Alışveriş merkezlerine meydan okuyan sokak esnafları

YAYINLAMA
GÜNCELLEME

Ufuk GERGERLİOĞLU

Bugüne kadar yüzlerce farklı noktada binlerce esnafımızı yerinde gözlemleme imkanım oldu. Gezdiğim esnaflarımızdan belki de yüzde 90'ına yakın bölümü çevrelerinde açılan alışveriş merkezlerini büyük bir tehdit olarak değerlendirdi. AVM'lerin sundukları imkanları kendilerinin sunamadıklarından dert yanan binlerce esnaf böyle giderse dükkanlarına kepenk vuracaklarını da ifade etti.

Esnaflarımızın elbette haklı yanları var. Tüm Türkiye'de şehir merkezlerine yakın bölgelerde konumlanan ve son senelerde sayıları hızla artan alışveriş merkezleri, tüketicileri sundukları imkanlarla büyülemeyi başarıyorlar. Esnaflarımıza "neden insanlar AVM'leri tercih ediyorlar" diye sorduğumda neredeyse çoğundan hep aynı cevabı alıyorum. Bu işletmelerimizin ortak itirafı; "tüketiciler istedikleri her şeyi orada bulabiliyorlar. Aynı zamanda geziyorlar, dolaşıyorlar, eğleniyorlar. Biz bunları sağlayamıyoruz" oluyor.
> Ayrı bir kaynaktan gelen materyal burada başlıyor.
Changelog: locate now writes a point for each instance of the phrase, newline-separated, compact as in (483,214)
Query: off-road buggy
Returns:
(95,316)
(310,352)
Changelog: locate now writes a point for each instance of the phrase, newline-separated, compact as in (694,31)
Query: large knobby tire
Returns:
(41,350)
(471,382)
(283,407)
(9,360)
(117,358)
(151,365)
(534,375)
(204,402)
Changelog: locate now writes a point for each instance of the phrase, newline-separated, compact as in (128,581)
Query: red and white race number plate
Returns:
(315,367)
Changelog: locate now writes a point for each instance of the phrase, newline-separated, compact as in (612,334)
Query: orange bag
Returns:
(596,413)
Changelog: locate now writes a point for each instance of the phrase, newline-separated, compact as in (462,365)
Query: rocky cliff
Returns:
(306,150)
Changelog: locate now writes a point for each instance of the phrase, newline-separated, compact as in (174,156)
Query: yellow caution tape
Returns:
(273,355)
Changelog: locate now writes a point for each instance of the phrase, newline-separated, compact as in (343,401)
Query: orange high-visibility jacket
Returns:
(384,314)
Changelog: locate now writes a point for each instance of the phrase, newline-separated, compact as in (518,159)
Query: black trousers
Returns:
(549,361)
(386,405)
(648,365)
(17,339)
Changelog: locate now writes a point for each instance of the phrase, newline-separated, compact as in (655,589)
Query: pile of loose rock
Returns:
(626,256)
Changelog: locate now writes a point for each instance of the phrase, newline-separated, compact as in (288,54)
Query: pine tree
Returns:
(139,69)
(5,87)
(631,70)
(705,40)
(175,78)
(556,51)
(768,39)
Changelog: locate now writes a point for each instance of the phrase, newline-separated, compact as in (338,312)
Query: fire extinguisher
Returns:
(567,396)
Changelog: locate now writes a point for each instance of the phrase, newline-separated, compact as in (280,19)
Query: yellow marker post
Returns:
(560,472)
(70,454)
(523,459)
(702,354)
Alışveriş merkezlerinin şehrin göbeğinde olmaması noktasında esnaflarımızı sonuna kadar destekliyorum. Hatta esnaf odalarının bir kamuoyu oluşturarak yetkililere seslerini güçlü bir biçimde duyurmaları konusunda da her türlü yardımı sağlamaya hazırım. Fakat teslimiyetçi zihniyete asla katılmadığımı söylemek isterim. 'Teslimiyetçi zihniyet' ile anlatmaya çalıştığım şey "bundan sonra hiçbir şey yapamayız", "bizi kimse kurtaramaz", "biz zaten battık" gibi düşünen kafa yapısıdır. Bu kafa yapısıyla alışveriş merkezleri ile ne bir mücadele yapabilirsiniz ne de sağlıklı bir kamuoyu oluşturabilirsiniz.

Bunun yanında ara sokaktaki bir esnafın bile iyi, kaliteli, istikrarlı bir duruş sergilediğinde ayakta durabileceğinin altını sürekli çizmişimdir. İşte buna güzel bir örnek Kadıköy Erenköy'deki Telli Kavak Sokağı esnafıdır. Bu bölgeyi ziyaret ettiğimde buradaki dükkanlarımıza ana cadde istikametinde uğramayı tercih ettim. Ana caddede sorun varsa ara sokaklara girmenin hiçbir anlam ifade etmediğini her zaman düşünürdüm. Ama bu sefer öyle yapmadım. Yaklaşık 10'a yakın dükkanın bulunduğu Telli Kavak esnafını ziyaret etme kararı aldım. Aldığım sonuç çok şaşırtıcıydı. Bu sokaktaki birçok dükkana çekinerek girdim ama rahatlamış bir şekilde çıktım. Nasıl oluyor da ana cadde müşterisizlikten yakınırken buradaki esnafın yüzü gülüyordu. Bu soruyu kendilerine sordum. Sokak esnafımızın verdiği cevaplar çok tatminkardı. Gelin onlardan bazıları ile paylaştığımız o güzel anları beraber değerlendirelim.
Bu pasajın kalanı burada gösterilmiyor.